Öztürk Yılmaz ilginç bir kişilik. “Kürdistan referandumu” ve “S-400 savunma sistemleri” konusundaki söyleminden dolayı CHP’yi eleştirmiş, referandumun bir hak olduğunu, Türkiye’nin de S-400 almasını eleştirmenin mantıksız olduğunu söylemişti.
Öztürk Yılmaz, şimdi yeni bir parti kurma hazırlığında ve yeni şeyler söyleme ihtiyacı hissediyor. Söyledikleri de dikkat çekici:
“Bu oluşumda kimse alt kimlik siyaseti yapamaz. Biz herkesin kimliğine değer veriyoruz. Ama en önemli şey, Türkiye Cumhuriyeti vatandaşlığıdır."
"Bu oluşumun içerisine ırkçılar, faşistler, bölücüler terör sevicileri giremez. Bizim hedefimiz bireyin özgürleştirilmesi ve devletin kurumsal olarak güçlendirilmesidir. Bugün birey özgür değildir, devlet de güçlü değildir.”

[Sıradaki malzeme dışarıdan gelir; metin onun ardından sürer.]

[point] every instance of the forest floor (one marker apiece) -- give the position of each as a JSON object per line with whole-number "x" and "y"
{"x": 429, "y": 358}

Tek parti dönemi uygulaması olan “Türkçe Ezan” talebini dile getiren biri için ilginç! Belki de bu arada düşünceleri değişmiştir, diye düşünüyorsun bir an; ama yanındakilere bakınca duraksıyorsun.
Öztürk Yılmaz’ın yanındaki iki kişi…
İki milliyetçi Prof.… Milliyetçi ve Kemalist…
Biri Anıl Çeçen diğeri A. Haluk Çay…
Bir dönem MHP’de milletvekilliği ve bakanlık yapmış olan A. Haluk Çay’a dair kısa bir hatırlatma yapmak istiyorum.
Prof. A. Haluk Çay’ın “Her yönüyle Kürt sorunu” adlı bir kitabı var. Kitabında kelimelerin kökenlerinden söz ederek aslında Kürtçe diye bir dil olmadığını ispatlamaya çalışır.
Ama kitaptaki asıl facia Kürtçe ile değil Kürtlerle ilgili.
Diyanetin de katkılarıyla hazırlandığı söylenen kitapta Hz. Süleyman kıssası anlatılırken ‘Kürtlerin soyunun şeytana dayandığı’ söylenmektedir.
Şimdi Öztürk Yılmaz’ın söylediklerini ve yanındakileri yan yana getirin. Bir uyum görebilecek misiniz?
Ne uyum var ne de yenilik.
O yüzden…
Yeni partiler dendiğinde genellikle yeni yüzlerin, yeni fikirlerin ortaya çıkacağını düşünmeyin.